In contrast, three factors have been identified as greatest risks for ineffective WHPP: (1) a low, selective participation, (2) lack of adherence to the WHPP, and (3) an intervention effort too short for sustainable change in behaviour [
13,
15,
16]. In several worksite studies intervention and evaluation periods were too short to determine the sustainable impact of environmental conditions [
16].
In conclusion, previous WHPPs have shown contradictory results. Studies are needed on a WHPP that counteracts the three main factors for ineffectiveness.

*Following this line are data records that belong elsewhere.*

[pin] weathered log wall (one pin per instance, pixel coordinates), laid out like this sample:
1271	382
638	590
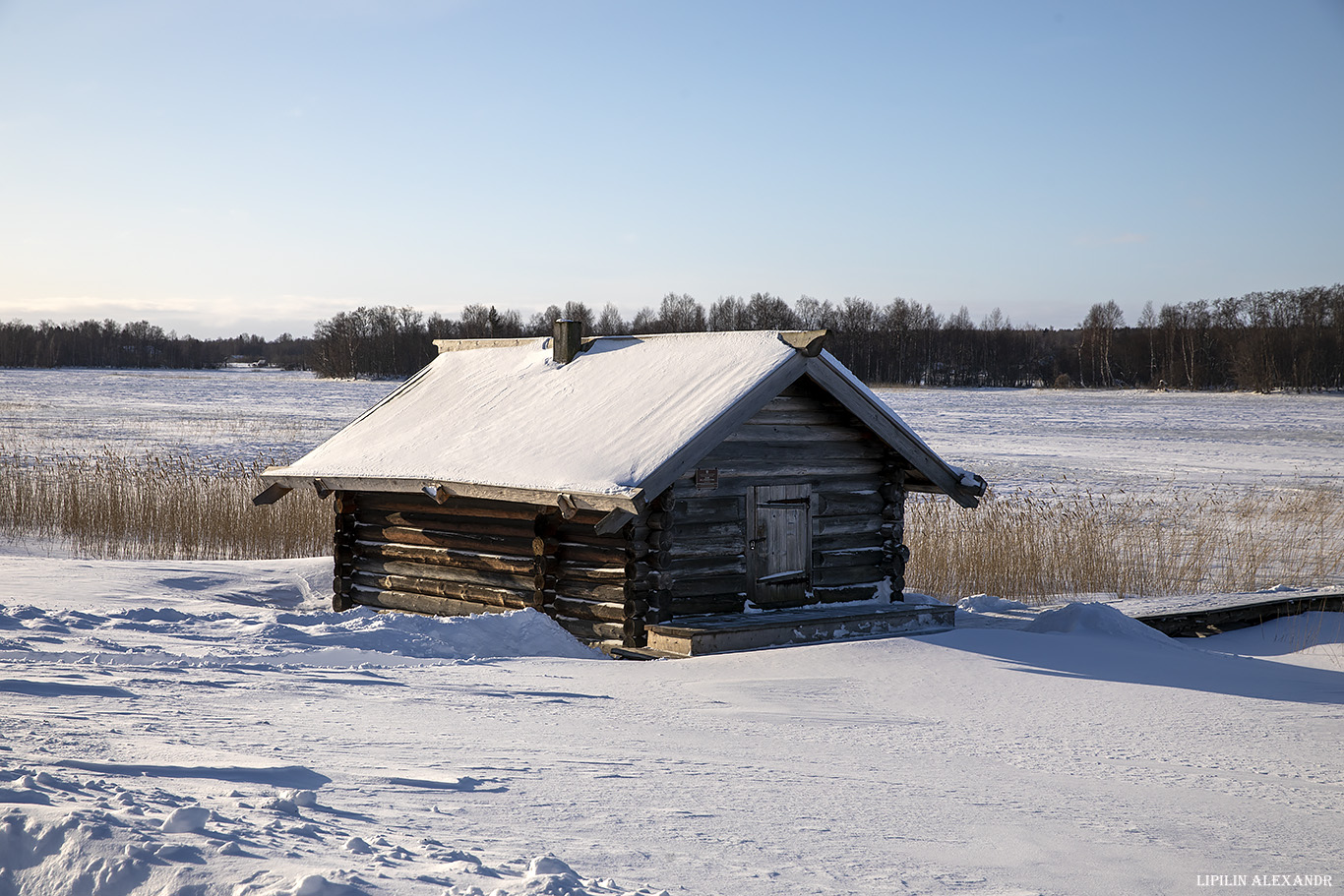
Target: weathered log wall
858	503
684	555
407	553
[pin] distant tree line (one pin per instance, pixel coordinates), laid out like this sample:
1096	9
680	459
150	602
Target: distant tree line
1285	338
140	344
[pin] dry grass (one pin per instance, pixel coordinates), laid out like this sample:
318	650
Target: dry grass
173	507
1031	546
1021	546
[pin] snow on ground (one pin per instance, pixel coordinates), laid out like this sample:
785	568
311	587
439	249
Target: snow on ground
1133	440
190	728
210	727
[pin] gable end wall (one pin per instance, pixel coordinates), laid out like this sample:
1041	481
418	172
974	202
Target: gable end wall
856	506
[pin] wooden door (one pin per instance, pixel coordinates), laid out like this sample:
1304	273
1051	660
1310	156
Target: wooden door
779	544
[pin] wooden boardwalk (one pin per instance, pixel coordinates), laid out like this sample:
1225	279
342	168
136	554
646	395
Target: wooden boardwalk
1214	614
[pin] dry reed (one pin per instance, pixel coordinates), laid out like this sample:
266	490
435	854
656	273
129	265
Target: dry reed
173	507
1032	546
1021	546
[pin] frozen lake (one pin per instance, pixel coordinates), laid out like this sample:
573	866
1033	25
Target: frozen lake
1130	440
1015	438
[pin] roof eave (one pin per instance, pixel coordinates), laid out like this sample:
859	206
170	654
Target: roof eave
628	500
825	371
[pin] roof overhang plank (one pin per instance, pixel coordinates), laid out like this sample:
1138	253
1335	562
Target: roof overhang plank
629	502
720	428
881	419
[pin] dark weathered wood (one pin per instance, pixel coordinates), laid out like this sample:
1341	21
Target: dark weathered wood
724	535
704	550
859	557
425	603
451	522
590	590
848	524
454	542
830	576
792	452
586	535
458	559
590	555
455	507
494	580
683	587
591	610
1214	620
456	590
849	503
847	542
707	603
694	510
591	630
595	573
709	567
843	594
784	433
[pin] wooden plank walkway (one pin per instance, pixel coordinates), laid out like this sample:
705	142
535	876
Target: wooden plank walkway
720	632
1214	614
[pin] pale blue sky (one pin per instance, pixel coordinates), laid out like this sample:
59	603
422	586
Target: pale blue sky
257	165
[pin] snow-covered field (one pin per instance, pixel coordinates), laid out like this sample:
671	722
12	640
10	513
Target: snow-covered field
209	727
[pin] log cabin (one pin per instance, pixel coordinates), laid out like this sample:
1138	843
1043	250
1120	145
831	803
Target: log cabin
624	484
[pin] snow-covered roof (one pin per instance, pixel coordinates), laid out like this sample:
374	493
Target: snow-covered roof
608	430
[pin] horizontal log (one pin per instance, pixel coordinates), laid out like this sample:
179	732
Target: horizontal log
597	573
856	557
847	542
741	485
492	580
590	630
704	550
451	524
792	452
867	502
826	434
417	503
570	533
449	590
797	418
705	567
714	584
591	610
832	576
458	559
419	603
733	532
588	555
691	510
844	594
860	524
455	542
788	467
590	591
707	603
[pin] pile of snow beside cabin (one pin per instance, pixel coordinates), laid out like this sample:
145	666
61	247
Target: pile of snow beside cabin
212	728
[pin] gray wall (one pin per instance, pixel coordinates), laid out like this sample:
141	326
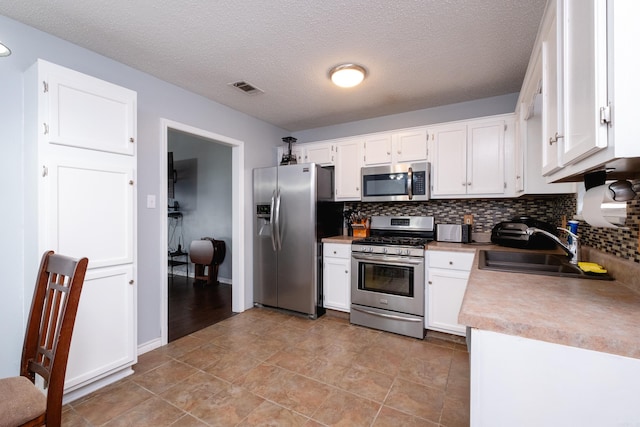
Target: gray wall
203	191
464	110
156	100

In the study protocol described in this article, a long-term WHPP will be evaluated that adds the following four critical features to a traditional WHPP: (1) a computer-tailored advice on PA and diet (to increase awareness and adherence to the WHPP) (2) insight in progress over time on health-related behaviours (to increase adherence to the WHPP, compliance with the lifestyle recommendations and sustainability of a healthy lifestyle), (3) continuous feedback and support through monthly e-mails (personal coach) for 12 months (to increase adherence to the WHPP and compliance with and sustainability to the lifestyle recommendations), and (4) opportunities to seek personal advice from a variety of professionals (to increase adherence to the WHPP).